Then you short circuit the voltage source and determine the voltage that the current source produces at the A-B terminals.

Finally, you add those two voltages.

If you are still having problems, show your work and you will get some more help.
 

Thread Starter

ltj_nufan

Joined Nov 23, 2008
5
By removing the current source and ZL you are left with a series circuit comprising of a 20V supply and a (10 + j10)ohm impedance, so will the voltage there just be 20V across the terminals?

For determining the voltage due to the current supply I'm stuck here.

Thanks for the response.
 

The Electrician

Joined Oct 9, 2007
2,971
For the 20v due to the voltage source, you are correct.

For the voltage due to the current, short the voltage source. Then the current passes through the two inductors, and the voltage at the output is just the voltage across the j10 inductor.
 

hgmjr

Joined Jan 28, 2005
9,027
OK thanks very much for clearing that up.
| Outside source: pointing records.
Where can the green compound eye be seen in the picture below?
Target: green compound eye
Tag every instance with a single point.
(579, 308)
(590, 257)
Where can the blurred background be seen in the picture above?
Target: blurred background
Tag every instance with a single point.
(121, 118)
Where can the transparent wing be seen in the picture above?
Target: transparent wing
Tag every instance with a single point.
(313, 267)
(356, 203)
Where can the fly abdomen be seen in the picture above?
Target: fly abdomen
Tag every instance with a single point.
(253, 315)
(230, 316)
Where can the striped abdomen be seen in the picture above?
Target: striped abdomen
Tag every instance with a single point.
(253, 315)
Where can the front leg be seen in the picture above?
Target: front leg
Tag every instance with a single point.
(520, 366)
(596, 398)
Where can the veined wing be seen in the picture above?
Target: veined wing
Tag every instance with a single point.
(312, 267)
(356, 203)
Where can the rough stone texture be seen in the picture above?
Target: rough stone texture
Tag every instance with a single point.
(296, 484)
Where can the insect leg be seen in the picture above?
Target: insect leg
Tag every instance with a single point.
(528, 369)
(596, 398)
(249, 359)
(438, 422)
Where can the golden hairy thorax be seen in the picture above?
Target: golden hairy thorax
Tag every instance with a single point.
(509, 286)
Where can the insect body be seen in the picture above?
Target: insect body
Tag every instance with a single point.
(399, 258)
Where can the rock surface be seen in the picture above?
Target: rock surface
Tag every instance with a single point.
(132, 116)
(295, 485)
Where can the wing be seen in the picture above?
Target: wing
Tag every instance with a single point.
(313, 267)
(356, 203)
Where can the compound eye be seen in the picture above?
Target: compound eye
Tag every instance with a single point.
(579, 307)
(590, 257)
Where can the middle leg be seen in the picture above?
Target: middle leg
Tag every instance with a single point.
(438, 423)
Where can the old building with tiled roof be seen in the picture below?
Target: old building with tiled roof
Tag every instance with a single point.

Can I just ask why is it just the current through the j10 inductor?
Having replaced the voltage source with a short circuit, you are left with the current source which has infinite impedance. The voltage developed across the inductive reactance j20 does not influence the voltage drop across the j10 inductive reactance. The load resistor is also removed so the entire 20A @ 90 degrees is flowing through the inductive reactance j10. This is why the current through the inductive reactance j10 is all you need to consider for that component of voltage associated with the 20A @ 90 degrees.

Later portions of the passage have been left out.